Treas. Reg. Sections 1.351-1 states that the transfer to a corporation that is controlled by transferor demands a non-recognition of gain and loss on the part of those transferring. When Mr. S transferred the property to Notorious Corporation in exchange for 10% stock while Mr. B got 90% stock, the law will not recognize either gain or loss in any case. The transaction between Mr. B and Mr. S after the transfer is thus considered as one that takes place on fair grounds, with the fair market value of the stock being considered. However, the codes applied in the sections above indicate that since Mr. S receives less than 80% of the stock after the final transfer, they cannot be presumed as in control of the company. This regulation thus limits the ability of the shareholder to claim control over the firm.

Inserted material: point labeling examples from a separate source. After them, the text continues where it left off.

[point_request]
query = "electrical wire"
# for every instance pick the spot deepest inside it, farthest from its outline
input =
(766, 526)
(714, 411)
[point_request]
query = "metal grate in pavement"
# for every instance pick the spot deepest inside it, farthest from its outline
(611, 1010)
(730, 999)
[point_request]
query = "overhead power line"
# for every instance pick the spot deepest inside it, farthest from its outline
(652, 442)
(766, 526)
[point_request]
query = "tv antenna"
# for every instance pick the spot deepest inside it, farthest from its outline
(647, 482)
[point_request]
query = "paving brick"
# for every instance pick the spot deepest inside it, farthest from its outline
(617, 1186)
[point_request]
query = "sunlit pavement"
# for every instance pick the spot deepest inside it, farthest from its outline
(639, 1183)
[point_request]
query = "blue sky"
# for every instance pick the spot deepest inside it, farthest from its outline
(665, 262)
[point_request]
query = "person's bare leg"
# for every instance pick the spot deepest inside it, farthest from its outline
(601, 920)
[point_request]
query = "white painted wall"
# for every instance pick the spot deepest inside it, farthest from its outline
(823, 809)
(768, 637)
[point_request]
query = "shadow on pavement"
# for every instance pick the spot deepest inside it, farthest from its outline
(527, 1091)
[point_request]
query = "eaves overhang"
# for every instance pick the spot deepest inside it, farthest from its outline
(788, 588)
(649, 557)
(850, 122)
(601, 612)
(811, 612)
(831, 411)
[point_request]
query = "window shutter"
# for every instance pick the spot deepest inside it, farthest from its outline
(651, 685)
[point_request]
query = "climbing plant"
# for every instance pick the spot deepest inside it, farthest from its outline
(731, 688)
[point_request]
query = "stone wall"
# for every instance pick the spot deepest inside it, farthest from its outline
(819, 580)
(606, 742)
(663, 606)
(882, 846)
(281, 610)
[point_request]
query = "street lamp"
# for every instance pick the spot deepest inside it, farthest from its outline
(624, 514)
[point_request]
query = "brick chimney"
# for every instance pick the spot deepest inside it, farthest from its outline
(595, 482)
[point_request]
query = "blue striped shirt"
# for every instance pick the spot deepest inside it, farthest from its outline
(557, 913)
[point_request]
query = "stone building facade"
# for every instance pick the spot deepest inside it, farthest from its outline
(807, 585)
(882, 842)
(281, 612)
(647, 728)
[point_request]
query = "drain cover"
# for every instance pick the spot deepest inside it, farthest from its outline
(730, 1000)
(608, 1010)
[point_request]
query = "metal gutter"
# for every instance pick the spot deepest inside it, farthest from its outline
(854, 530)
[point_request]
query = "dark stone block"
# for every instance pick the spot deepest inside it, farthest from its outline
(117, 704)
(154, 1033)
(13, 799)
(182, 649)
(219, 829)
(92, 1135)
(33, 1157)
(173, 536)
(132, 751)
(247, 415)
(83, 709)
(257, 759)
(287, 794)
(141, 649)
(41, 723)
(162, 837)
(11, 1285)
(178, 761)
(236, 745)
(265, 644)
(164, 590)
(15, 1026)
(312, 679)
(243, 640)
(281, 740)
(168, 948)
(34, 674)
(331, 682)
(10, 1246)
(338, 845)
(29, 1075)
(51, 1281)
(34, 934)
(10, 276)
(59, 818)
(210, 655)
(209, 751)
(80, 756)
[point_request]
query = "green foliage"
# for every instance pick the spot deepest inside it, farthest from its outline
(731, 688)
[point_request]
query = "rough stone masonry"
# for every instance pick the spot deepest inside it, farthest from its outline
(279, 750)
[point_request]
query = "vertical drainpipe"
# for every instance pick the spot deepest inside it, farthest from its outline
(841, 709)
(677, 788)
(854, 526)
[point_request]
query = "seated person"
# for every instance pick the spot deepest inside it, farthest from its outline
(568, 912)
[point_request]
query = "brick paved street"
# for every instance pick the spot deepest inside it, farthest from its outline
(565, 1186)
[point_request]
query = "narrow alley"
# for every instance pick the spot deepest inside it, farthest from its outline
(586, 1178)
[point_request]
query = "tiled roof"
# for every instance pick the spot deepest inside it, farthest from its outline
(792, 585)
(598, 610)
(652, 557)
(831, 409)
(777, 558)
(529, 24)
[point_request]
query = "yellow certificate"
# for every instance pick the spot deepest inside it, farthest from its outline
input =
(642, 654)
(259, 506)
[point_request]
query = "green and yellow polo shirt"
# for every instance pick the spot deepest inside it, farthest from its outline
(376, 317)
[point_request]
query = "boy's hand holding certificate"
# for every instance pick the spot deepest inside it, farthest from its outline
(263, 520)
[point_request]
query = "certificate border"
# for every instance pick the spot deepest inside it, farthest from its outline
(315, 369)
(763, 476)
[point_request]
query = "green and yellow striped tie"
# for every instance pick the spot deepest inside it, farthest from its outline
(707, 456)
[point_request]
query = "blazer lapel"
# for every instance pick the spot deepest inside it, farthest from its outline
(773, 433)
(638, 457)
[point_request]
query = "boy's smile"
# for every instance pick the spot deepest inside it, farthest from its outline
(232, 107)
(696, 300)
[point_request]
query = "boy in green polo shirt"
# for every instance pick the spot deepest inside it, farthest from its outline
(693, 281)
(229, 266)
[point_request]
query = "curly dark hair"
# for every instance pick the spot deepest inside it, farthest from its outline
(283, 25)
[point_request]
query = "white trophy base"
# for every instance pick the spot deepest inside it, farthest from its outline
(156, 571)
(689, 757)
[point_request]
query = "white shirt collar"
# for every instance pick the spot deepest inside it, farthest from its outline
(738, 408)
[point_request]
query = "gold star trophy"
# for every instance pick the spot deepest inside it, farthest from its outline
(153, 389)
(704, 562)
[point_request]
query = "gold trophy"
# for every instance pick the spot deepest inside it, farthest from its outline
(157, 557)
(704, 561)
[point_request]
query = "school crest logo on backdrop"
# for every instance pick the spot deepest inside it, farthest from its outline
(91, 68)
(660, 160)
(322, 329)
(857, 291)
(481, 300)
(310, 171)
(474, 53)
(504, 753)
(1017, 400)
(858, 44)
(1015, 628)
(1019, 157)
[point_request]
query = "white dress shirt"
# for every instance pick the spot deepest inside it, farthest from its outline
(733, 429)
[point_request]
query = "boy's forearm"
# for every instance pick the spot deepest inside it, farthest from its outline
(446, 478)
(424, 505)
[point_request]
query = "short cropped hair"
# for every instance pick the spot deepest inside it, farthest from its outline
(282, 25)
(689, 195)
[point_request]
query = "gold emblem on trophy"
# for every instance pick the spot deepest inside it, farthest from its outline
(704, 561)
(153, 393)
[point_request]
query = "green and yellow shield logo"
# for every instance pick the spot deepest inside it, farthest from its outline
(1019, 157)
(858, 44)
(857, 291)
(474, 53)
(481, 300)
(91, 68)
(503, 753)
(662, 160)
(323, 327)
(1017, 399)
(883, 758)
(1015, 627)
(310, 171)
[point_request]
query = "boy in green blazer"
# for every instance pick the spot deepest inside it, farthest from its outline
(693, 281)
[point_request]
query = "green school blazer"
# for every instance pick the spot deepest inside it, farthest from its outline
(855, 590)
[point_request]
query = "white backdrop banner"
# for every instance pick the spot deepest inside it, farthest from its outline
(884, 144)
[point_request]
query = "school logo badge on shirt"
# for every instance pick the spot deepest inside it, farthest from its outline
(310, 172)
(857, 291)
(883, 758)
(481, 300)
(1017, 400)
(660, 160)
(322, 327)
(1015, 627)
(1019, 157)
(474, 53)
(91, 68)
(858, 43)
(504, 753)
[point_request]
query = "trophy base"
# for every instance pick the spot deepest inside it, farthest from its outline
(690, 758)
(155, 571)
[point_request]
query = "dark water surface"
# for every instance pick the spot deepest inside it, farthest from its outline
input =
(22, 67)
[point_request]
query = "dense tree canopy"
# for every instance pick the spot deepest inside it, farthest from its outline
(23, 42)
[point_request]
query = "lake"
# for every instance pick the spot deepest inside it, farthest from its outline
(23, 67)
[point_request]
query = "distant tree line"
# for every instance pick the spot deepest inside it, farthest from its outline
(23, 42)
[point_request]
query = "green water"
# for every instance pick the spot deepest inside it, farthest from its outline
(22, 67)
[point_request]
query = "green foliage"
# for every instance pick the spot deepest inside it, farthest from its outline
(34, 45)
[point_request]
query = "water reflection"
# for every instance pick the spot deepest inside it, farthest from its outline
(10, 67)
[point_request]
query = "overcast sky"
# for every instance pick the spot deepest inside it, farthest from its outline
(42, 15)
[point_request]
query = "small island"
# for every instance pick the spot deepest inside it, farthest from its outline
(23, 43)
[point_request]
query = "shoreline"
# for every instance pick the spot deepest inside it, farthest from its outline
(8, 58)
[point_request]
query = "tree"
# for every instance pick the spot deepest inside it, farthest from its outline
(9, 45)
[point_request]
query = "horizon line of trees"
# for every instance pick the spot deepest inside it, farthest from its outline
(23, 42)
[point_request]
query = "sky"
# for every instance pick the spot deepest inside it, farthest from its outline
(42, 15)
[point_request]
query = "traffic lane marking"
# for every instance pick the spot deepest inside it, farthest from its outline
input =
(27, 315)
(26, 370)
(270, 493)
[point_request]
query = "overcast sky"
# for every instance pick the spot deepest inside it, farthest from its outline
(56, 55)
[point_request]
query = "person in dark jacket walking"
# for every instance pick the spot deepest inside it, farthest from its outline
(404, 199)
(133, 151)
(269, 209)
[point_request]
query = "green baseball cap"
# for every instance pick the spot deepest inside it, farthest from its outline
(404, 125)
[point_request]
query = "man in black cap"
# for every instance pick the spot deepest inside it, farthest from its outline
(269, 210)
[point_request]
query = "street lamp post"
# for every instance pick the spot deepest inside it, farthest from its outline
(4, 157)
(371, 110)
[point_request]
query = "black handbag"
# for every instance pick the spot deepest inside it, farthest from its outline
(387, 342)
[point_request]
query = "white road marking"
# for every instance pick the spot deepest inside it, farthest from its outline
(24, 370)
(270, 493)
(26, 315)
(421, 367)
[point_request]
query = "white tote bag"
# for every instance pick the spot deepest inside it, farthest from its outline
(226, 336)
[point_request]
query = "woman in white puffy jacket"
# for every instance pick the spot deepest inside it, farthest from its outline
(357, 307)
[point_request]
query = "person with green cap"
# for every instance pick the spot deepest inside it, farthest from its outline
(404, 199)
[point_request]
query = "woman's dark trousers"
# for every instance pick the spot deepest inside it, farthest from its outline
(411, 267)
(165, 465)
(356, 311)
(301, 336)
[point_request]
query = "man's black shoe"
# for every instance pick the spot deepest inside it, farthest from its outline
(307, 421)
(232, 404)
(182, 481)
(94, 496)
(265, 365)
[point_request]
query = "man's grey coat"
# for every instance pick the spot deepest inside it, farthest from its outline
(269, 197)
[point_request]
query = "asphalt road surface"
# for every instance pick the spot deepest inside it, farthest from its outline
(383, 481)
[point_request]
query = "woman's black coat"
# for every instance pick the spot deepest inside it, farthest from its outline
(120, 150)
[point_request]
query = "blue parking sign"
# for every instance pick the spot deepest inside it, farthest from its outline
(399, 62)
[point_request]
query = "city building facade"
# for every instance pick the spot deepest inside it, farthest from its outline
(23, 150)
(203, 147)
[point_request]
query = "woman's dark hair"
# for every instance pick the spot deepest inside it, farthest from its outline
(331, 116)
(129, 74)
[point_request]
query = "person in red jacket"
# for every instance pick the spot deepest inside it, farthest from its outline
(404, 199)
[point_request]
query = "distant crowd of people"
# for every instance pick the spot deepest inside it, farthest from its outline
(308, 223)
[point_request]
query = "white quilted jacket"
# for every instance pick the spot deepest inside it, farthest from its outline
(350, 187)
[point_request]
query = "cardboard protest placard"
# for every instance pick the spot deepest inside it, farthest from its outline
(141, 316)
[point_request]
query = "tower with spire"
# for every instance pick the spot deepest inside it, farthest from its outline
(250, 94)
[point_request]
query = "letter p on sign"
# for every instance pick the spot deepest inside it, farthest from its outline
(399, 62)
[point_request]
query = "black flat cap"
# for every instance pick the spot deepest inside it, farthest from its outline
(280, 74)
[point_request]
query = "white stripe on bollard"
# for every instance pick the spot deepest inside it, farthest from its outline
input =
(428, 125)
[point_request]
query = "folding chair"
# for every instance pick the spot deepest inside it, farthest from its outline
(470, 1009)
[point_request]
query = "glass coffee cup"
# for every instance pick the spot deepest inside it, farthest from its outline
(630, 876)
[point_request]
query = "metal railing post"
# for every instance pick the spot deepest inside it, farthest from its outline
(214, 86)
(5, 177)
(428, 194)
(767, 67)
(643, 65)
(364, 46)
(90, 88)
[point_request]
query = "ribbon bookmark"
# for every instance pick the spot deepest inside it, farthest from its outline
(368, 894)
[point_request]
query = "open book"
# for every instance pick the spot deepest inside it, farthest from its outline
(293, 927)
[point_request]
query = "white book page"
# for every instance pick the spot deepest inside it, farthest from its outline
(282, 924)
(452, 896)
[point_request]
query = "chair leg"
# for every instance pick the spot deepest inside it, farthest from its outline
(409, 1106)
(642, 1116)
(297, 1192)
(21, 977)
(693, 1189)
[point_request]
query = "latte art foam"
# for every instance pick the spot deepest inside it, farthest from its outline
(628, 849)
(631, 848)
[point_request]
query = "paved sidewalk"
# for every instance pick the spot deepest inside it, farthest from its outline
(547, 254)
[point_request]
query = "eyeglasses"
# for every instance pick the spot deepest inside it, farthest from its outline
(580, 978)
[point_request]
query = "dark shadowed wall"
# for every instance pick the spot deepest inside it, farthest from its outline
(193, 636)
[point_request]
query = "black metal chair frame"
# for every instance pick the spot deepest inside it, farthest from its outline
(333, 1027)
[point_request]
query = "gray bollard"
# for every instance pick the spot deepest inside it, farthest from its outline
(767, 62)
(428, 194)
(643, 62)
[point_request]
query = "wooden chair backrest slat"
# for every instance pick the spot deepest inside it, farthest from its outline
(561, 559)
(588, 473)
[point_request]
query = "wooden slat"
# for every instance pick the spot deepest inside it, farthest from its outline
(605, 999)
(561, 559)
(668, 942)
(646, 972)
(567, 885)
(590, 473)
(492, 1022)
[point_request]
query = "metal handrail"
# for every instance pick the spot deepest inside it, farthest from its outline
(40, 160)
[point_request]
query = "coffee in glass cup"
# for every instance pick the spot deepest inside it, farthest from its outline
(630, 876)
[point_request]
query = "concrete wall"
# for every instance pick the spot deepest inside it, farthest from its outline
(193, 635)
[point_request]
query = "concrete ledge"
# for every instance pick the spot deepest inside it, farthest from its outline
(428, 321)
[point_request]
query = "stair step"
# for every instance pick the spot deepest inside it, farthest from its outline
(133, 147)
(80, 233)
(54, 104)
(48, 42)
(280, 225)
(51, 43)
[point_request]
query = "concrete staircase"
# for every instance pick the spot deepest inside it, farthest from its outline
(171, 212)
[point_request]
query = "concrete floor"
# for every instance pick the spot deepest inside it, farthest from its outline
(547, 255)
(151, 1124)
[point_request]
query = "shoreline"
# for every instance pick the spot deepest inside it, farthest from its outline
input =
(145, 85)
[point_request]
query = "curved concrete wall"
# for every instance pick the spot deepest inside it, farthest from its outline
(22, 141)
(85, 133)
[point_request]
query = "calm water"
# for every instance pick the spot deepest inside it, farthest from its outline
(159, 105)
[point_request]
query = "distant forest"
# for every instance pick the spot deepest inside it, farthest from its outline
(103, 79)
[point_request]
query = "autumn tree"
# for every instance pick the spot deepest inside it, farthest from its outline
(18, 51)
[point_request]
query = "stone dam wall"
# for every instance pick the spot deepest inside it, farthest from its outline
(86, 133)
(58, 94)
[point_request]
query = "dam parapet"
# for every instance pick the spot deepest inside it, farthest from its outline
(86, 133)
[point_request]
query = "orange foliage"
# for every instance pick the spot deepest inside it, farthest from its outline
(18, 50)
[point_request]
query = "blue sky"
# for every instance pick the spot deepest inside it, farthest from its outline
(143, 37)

In the Revenue Ruling 79-194, it is argued that even if the sales of stock between the two transferors is conducted pursuant to the binding agreements and entered into before the exchange, the shift in ownership of the stock does not affect the application of Section 351(a) (Cornell University Law School). The shift of ownership that occurs subsequent to the stock transfers is not considered as an application in the control requirements mainly because those transfers simply do not meet the purpose of the legal definitions in relation to the stock exchanges and control. For Mr. S to qualify for control, Mr. B would have to sell a bigger amount of stock to him and to provide more than 80% of the stock in possession m. Hence, the exchange between Mr. B and Mr. S still does not qualify under Section 351 of control requirements.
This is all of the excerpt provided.